Sure. Thanks, Felix. I can take that one. First of all, just to level set, everything that we're currently booking in North America has double-digit price increases in it since the beginning of 2021, so I think that's just a good backdrop as we think about the backlog. Just from a quarterly cadence, you're correct, we see about $75 million to $85 million in the stub period. As we look to the first quarter, expecting similar levels to that base center backlog. We do see in the second quarter, that starts getting meaningfully better, and you should start seeing our margins start normalizing. And then as we said, by the second quarter, we should be largely price/cost-neutral.

John C. Pfeifer -- President and Chief Executive Officer

At the end of the second quarter.

Michael E. Pack -- Executive Vice President and Chief Financial Officer

Excuse me. By the third quarter, we should be largely price/cost-neutral.
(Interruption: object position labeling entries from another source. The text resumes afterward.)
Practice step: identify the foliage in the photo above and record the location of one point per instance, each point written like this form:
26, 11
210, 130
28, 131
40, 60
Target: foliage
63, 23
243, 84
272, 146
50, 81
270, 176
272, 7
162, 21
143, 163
Felix Boeschen -- Raymond James -- Analyst

Okay, that's helpful. And then John or Mike, I'm not sure who this is best for, but the model is throwing off, obviously, a substantial amount of free cash and cash has grown on the balance sheet. I know you guys have talked about M&A in the past as a focal point. So maybe just curious if you could touch on that environment and how you would think about uses of cash or the right amount of cash on the balance sheet outside of M&A going forward. I'll leave it there.

John C. Pfeifer -- President and Chief Executive Officer

Yes. This is John, Felix. I'll talk about that because we're pretty focused on our capital plan. We do have a lot of cash on our balance sheet and we've generated a lot of cash. We're always going to be returning cash to shareholders. I talked a little bit about share buybacks and increasing our dividend. But we're also making investments organically in terms of technologies and new product developments and how we grow the business over time. And we've got a constant pipeline of inorganic moves that we're always looking at. But we're very, very prudent about how we look at those moves.

We know exactly where we think we should be making moves, and you've seen us do some smaller moves. Boise Mobile was a great move but a smaller move. We did the acquisition of Pratt Miller, which is a fantastic acquisition a few quarters ago that's leading to a lot of really positive growth opportunities for our company. So you'll continue to see us active. But as you know, the M&A environment today is very frothy. And so we're pretty prudent about -- we want to look at where we can make moves that are going to make meaningful differences to how we grow the company over time. And we're careful but focused on it. So I think you'll see us continue to make a few moves inorganically.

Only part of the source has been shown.